Minimum Insurance Coverage: Ohio drivers must purchase liability insurance coverage with limits of at least $12,500 per injured victim, $25,000 per injury accident and $7,500 for property damage.

Uninsured/Underinsured Motorist Coverage: Ohio drivers are not required to purchase uninsured/underinsured motorist coverage.

Types of Damages Available: Although compensatory damages are available, non-economic damages such as pain and suffering may not exceed the greater of $250,000 or three times economic damages, with a ceiling of $350,000 per plaintiff and $500,000 per accident. Although there is no cap on punitive damages, the amount cannot be “arbitrary”.

Product Liability for Defective Vehicles: Strict product liability is available and punitive damages are possible.  

Suing the Government over Defective Roadways (Sovereign Immunity): State and local governments can be sued for personal injury or wrongful death, although limitations apply to the amount of damages.

Motorcycle Helmet Laws: All riders under 18 must wear helmets.

Seat Belt Laws: Occupants aged 8 to 14 must wear seatbelts at all times, and occupants 15 or older must wear seat belts while sitting in the front seat. The maximum first-offense fine is $30 for drivers and $20 for passengers. Ohio’s seat belt law is a secondary offense – you cannot be cited for failure to wear a seat belt unless the officer first stops you for a separate infraction.

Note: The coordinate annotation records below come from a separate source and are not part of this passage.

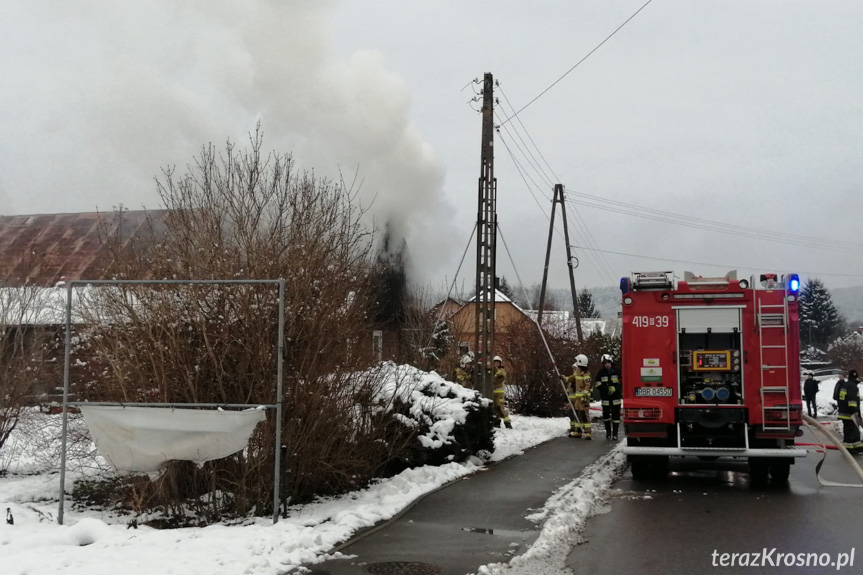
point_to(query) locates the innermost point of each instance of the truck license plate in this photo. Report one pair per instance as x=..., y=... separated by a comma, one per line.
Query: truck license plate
x=653, y=392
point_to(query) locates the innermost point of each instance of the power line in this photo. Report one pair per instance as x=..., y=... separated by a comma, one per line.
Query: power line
x=598, y=46
x=726, y=266
x=598, y=259
x=583, y=232
x=710, y=225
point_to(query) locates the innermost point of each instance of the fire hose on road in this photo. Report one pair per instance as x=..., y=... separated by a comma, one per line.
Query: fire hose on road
x=814, y=425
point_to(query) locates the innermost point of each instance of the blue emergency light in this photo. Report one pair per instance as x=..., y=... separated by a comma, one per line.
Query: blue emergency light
x=793, y=283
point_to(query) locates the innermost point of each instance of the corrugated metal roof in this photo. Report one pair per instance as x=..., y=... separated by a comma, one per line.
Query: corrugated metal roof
x=44, y=249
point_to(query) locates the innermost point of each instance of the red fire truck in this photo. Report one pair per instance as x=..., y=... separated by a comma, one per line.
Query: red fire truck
x=710, y=369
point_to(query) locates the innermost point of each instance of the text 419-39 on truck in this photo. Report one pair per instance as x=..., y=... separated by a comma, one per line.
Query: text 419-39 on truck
x=709, y=367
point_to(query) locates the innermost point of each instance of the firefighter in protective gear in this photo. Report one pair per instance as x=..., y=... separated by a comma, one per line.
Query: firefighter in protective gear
x=499, y=374
x=611, y=393
x=579, y=397
x=464, y=372
x=847, y=396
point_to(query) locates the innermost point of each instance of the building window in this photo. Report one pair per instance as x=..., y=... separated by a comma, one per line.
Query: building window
x=378, y=344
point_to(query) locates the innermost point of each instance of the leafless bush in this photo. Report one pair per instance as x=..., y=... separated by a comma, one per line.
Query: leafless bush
x=536, y=388
x=25, y=349
x=246, y=215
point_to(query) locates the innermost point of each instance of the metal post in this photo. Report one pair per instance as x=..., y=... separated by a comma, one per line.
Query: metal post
x=485, y=244
x=575, y=309
x=547, y=257
x=65, y=427
x=277, y=475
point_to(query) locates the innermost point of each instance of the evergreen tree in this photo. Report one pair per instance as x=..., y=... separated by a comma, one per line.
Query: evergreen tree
x=820, y=322
x=585, y=305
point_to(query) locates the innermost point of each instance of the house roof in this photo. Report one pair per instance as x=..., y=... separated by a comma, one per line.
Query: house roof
x=562, y=323
x=44, y=249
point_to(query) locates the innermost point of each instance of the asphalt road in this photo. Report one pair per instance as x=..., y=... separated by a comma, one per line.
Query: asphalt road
x=472, y=522
x=686, y=523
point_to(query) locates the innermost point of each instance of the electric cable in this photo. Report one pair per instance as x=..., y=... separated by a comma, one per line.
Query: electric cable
x=539, y=328
x=598, y=46
x=530, y=188
x=726, y=266
x=584, y=233
x=452, y=285
x=707, y=224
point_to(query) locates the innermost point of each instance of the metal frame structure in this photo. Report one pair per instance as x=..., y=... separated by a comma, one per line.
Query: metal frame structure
x=279, y=376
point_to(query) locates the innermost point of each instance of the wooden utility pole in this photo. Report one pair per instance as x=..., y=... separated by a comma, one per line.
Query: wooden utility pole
x=558, y=197
x=486, y=237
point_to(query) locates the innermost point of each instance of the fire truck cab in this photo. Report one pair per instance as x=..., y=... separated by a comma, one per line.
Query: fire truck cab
x=710, y=370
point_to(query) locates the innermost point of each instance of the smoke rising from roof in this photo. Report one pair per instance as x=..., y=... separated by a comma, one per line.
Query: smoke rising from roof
x=112, y=92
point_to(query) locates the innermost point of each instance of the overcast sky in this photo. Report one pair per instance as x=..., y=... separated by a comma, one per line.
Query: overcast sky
x=737, y=115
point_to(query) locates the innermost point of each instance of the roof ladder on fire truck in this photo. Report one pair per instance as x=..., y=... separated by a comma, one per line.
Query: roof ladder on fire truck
x=772, y=323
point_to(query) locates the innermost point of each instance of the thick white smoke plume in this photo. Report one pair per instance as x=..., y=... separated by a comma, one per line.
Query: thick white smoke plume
x=98, y=96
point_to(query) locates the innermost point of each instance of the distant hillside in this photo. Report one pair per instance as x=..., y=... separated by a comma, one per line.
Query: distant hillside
x=606, y=300
x=849, y=302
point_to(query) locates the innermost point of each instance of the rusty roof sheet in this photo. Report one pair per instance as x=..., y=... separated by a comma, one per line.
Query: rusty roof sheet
x=45, y=249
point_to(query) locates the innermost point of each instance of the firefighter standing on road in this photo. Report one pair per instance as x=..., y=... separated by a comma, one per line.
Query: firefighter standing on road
x=464, y=372
x=579, y=396
x=810, y=390
x=847, y=395
x=610, y=392
x=499, y=374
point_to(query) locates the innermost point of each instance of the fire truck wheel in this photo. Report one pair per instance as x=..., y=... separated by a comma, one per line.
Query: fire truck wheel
x=779, y=473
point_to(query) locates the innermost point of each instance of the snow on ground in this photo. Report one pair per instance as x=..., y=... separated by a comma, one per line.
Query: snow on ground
x=95, y=543
x=565, y=514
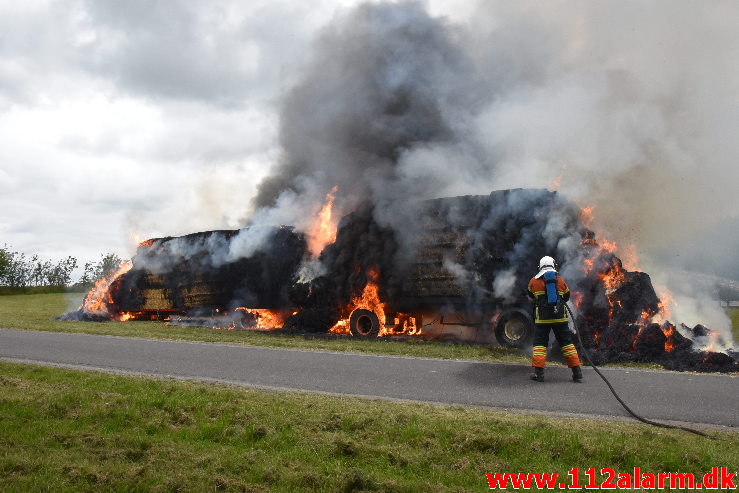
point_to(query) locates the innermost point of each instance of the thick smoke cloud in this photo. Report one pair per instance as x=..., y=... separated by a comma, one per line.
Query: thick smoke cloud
x=384, y=79
x=627, y=108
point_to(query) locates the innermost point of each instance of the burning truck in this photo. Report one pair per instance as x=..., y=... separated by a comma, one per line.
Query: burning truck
x=458, y=271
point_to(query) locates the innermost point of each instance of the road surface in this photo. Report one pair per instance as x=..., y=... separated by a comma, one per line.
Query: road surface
x=692, y=398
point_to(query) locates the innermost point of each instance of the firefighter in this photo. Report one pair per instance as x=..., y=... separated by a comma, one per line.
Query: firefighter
x=550, y=292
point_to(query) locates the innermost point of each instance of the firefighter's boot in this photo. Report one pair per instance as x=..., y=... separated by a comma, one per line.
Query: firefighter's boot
x=577, y=374
x=538, y=374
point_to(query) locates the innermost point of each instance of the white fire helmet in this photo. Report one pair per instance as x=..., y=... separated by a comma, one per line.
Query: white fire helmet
x=546, y=262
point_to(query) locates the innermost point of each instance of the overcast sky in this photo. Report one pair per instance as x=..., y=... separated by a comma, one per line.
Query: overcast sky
x=144, y=117
x=155, y=118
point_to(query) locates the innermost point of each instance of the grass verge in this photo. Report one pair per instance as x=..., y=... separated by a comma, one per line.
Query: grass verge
x=39, y=312
x=67, y=430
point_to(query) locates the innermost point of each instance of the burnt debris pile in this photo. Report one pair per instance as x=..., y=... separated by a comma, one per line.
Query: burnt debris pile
x=199, y=274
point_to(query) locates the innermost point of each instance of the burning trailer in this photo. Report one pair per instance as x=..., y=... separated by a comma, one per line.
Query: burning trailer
x=458, y=270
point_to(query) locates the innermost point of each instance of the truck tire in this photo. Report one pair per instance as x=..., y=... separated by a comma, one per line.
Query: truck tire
x=364, y=323
x=514, y=329
x=291, y=323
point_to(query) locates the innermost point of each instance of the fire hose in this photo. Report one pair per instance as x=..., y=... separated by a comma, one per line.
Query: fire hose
x=613, y=391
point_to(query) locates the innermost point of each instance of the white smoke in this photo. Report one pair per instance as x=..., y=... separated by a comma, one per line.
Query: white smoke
x=630, y=107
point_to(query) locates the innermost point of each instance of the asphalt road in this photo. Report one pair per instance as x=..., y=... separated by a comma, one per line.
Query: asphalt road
x=691, y=398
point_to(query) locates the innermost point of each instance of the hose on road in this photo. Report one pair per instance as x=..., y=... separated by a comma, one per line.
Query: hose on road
x=613, y=391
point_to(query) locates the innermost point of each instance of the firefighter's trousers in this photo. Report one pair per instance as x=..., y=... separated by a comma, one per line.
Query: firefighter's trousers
x=564, y=339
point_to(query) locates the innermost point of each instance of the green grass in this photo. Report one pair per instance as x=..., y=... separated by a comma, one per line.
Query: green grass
x=734, y=315
x=8, y=290
x=67, y=430
x=38, y=312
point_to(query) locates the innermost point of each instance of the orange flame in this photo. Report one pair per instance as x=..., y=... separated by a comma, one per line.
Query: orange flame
x=370, y=300
x=100, y=296
x=265, y=319
x=323, y=231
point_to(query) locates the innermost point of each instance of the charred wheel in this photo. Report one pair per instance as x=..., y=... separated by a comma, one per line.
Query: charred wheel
x=514, y=329
x=364, y=323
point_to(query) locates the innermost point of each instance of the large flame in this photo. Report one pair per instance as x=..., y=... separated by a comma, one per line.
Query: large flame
x=100, y=297
x=264, y=319
x=323, y=231
x=370, y=300
x=615, y=276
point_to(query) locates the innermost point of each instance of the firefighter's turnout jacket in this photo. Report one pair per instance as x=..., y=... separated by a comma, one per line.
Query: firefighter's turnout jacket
x=545, y=313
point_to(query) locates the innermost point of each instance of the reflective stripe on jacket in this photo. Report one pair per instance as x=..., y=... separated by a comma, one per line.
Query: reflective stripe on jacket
x=543, y=313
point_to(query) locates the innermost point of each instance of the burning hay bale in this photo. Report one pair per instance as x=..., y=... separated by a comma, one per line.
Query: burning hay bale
x=213, y=271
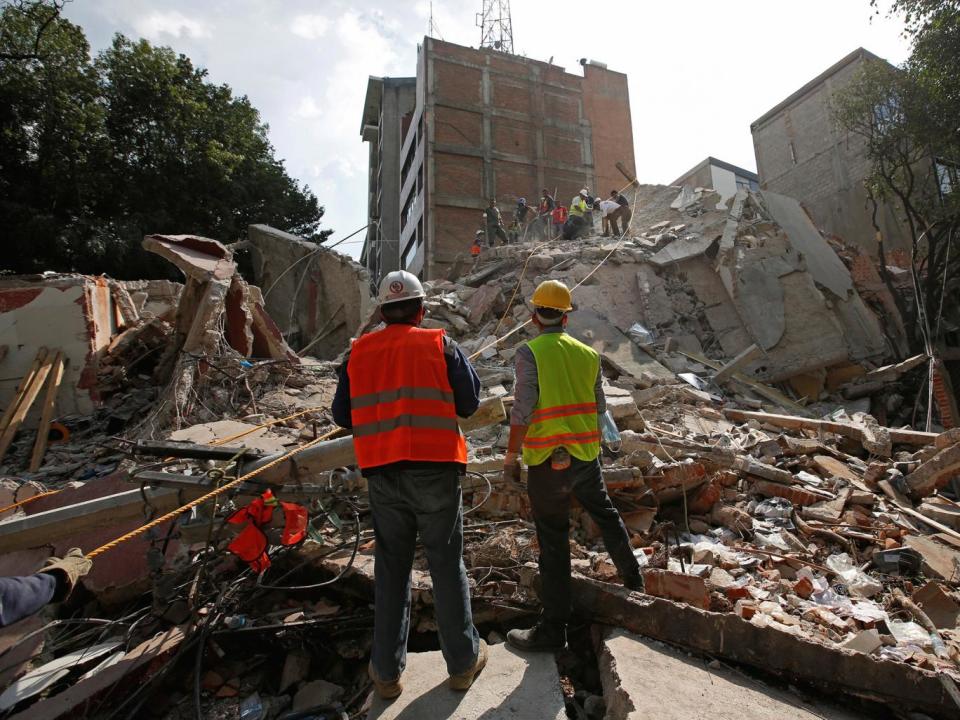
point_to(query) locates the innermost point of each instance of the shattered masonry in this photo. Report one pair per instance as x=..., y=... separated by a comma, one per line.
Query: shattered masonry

Dram Shop Law: Ohio’s dram shop law allows third parties to sue licensed alcohol vendors for serving alcohol to underage or obviously intoxicated patrons, if the patron later injures the third party due to his resulting intoxication. Social hosts face the same liability for serving underage guests, and limited liability for serving obviously intoxicated guests.

DUI/DWI Penalties (first offense): A first-offense DUI (known as OVI in Ohio) can result in jail time of three days to six months, a fine of $250 to $1,000, and a driver’s license suspension of six months to three years.

Distracted Driving (texting while driving, etc.): Although texting while driving is banned, it is a secondary offense – the officer cannot cite you unless he stops you for another infraction. Drivers under 18 may not use cell phones even if they are not hand-held.